Измотался я вдрызг и начал уже приискивать ямку для ночлега. Но тут на мой фонарик отмигнулись. Наконец-то нашел своих. Радость, как после раскрытия парашюта. Забыв про осторожность, мигаю беспрестанно фонариком и быстро, почти бегом, иду на сближение. Тот, другой, торопится еще больше, под его ногами громко трещит сухой, одревеснелый бурьян.

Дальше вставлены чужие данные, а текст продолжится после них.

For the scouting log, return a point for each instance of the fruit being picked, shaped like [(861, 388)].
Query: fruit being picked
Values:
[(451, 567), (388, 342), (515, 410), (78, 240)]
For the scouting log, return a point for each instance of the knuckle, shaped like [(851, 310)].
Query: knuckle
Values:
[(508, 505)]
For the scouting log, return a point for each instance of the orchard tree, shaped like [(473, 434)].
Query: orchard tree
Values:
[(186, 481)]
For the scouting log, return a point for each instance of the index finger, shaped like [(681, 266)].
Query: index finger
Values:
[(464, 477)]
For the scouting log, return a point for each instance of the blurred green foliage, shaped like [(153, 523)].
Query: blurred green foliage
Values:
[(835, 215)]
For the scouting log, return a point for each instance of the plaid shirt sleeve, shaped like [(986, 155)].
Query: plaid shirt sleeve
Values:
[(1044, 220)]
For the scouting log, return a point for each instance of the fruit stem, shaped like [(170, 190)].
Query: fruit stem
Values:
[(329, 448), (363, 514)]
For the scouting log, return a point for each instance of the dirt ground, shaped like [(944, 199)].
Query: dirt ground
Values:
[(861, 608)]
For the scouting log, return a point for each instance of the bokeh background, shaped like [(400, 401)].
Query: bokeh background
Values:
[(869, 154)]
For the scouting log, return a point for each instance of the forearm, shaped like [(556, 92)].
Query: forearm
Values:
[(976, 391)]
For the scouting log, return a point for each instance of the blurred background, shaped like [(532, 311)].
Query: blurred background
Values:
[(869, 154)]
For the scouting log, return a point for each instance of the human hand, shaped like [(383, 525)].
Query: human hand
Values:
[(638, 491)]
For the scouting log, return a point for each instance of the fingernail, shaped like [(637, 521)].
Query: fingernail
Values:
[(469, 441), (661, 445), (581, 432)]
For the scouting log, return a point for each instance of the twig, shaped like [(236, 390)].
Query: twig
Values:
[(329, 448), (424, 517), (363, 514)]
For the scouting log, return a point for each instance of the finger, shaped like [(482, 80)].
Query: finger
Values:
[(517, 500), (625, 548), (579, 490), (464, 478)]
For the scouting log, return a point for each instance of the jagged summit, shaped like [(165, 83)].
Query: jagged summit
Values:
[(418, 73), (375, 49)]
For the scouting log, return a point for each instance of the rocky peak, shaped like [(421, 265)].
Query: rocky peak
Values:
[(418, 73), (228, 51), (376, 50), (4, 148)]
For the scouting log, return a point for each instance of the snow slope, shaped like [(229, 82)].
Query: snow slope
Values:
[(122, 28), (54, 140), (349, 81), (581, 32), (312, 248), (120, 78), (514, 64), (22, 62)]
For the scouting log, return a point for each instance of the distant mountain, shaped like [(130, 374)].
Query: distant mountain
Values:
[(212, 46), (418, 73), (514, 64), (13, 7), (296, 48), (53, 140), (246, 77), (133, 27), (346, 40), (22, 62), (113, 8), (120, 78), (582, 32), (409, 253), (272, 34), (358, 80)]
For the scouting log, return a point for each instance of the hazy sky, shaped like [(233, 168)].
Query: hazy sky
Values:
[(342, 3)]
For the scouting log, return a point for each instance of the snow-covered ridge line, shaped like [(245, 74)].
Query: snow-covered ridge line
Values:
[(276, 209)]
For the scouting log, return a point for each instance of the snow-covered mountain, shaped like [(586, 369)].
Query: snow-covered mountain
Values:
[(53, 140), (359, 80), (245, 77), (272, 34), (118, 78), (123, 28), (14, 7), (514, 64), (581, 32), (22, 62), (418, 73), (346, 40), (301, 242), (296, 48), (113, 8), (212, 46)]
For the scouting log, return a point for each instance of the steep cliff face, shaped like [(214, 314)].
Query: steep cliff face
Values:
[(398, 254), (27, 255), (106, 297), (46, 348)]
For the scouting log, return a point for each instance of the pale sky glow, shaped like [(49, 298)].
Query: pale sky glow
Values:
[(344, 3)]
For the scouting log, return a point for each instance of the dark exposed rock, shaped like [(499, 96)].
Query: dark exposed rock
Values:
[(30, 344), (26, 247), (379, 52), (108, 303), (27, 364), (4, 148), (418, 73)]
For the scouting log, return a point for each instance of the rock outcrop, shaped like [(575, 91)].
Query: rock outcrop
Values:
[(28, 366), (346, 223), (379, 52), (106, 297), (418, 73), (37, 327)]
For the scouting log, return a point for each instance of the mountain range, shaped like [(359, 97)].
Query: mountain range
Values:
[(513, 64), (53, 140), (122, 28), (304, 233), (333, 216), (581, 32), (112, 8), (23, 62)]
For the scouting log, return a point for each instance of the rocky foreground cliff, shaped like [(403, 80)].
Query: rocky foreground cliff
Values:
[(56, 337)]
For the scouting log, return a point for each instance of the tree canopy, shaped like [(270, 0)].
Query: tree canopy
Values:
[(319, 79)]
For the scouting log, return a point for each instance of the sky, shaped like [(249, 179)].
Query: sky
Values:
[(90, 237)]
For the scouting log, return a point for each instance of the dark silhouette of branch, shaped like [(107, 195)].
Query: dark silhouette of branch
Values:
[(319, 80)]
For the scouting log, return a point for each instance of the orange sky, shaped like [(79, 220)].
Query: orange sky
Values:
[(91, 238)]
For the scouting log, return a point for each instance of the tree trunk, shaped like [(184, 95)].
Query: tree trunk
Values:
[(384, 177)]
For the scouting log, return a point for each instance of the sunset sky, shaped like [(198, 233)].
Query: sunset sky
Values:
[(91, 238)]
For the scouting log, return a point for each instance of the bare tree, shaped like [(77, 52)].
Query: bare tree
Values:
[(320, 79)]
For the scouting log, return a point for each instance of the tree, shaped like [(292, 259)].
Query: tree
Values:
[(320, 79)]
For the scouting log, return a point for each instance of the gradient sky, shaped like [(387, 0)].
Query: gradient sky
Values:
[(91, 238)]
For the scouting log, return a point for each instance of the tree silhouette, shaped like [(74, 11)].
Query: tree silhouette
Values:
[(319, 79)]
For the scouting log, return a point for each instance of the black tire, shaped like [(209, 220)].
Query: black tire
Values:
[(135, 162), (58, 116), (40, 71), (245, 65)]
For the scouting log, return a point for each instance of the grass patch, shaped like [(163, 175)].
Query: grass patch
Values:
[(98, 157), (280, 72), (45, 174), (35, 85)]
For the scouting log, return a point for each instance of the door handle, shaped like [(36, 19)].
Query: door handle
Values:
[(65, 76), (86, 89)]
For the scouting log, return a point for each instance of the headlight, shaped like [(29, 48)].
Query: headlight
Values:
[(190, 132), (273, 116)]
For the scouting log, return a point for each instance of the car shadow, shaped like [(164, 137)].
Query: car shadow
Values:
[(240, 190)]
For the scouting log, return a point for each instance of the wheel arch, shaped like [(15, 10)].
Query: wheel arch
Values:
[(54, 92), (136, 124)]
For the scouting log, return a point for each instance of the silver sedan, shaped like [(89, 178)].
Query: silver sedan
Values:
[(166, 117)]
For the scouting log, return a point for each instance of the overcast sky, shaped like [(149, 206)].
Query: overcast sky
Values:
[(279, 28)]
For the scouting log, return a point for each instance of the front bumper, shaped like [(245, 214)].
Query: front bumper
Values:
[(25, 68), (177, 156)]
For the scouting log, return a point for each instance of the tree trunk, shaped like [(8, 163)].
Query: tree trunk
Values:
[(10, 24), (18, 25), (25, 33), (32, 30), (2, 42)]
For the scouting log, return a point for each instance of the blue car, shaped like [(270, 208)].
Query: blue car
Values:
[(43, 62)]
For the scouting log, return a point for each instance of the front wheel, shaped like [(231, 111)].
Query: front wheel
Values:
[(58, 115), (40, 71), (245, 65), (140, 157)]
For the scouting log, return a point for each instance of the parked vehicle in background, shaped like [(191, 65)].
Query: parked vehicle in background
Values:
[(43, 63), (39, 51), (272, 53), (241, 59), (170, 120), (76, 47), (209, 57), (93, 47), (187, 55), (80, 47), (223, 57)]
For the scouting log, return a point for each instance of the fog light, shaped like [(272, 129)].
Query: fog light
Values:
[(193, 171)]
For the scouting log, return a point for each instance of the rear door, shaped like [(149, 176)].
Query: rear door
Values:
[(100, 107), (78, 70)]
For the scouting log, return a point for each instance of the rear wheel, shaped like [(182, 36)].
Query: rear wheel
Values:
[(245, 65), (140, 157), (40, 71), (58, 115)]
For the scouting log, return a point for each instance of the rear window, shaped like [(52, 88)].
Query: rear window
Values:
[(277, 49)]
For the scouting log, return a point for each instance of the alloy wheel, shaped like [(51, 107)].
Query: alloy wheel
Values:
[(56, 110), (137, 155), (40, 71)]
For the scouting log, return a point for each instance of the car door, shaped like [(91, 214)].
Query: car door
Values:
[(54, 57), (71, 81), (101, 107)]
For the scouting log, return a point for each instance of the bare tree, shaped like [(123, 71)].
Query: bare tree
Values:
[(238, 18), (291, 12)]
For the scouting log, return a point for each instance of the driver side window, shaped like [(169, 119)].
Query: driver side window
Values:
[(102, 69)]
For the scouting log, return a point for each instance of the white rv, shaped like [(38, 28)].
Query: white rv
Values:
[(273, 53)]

Когда между нами осталось несколько шагов, у меня появилось сомнение: а свой ли он, не враг ли? Немцы, возможно, схватили кого-нибудь из десантников и выпытали, для чего красный фонарик и дудочка. Нельзя доверяться первому же сигналу, надо проверить. Для этого кроме сигналов фонариком и дудочкой у нас установлен еще и цифровой пароль: если один скажет какую-либо цифру, то другой должен назвать такую, чтобы сумма получилась — пятнадцать: десять — пять, четыре — одиннадцать…
Я потушил фонарик, залег, взял наизготовку автомат и сказал в ту сторону, где потрескивал бурьян:
— Девять.
Вместо ожидаемого «шесть» раздалось нетерпеливое:
— Свой, свой! Довольно разводить мороку, выходи!
Я узнал по голосу нашего капитана Сорокина, вскочил, вытянулся перед ним в струнку и отрапортовал:
— Рядовой Корзинкин явился в ваше распоряжение и ждет ваших приказаний.
— Тише, рядовой Корзинкин, тише, — прошептал Сорокин. — Сядем.
Приминаем вокруг себя бурьян, садимся. Капитан берет мою руку и, сжав крепко-крепко, шепчет:
— Спасибо, Корзинкин. Я обязательно доложу комбригу, что ты явился первым. А других не встречал?
Рассказываю, как в ночь приземления немцы схватили кого-то.
— Это не она. Нет, нет, — бормочет Сорокин, убеждая не то меня, не то себя. Догадываюсь, что он говорит о своей жене. Дело дрянь: уже трое суток о Полине Сорокиной нет никаких вестей.
— Ты до нее прыгал или после? — спрашивает капитан.
— После. Сначала товарищ Полина, затем Шаронов, дальше я.
— Определенно?
— Совершенно точно.
Я хорошо помню минуты перед прыжком, они крепко отпечатались в моем мозгу.
Сорокин делает в уме какие-то расчеты, бормочет невнятно о ветре, о скорости, о высоте, потом говорит уверенно:
— Она должна приземлиться где-то здесь. Как у тебя с водой?
Я набрал у Лысой полную флягу, но не подумал о товарищах и несколько раз прикладывался к ней, теперь воды чуть-чуть, на донышке.
— Пейте всю!
— А ты?
— Я полон, как барабан.
Сорокин выпивает воду, облизывает мокрое горлышко и сожалеет, что десантские фляги малы, всего пол-литра, а п?том выльешь литра два в день. Он жил на том, с чем вылетел, на одном пол-литре. Хорошо, что натакался на картофельное поле, вместо питья ел сырую картошку.
Устанавливаем для себя особый сигнал и расходимся искать Полину.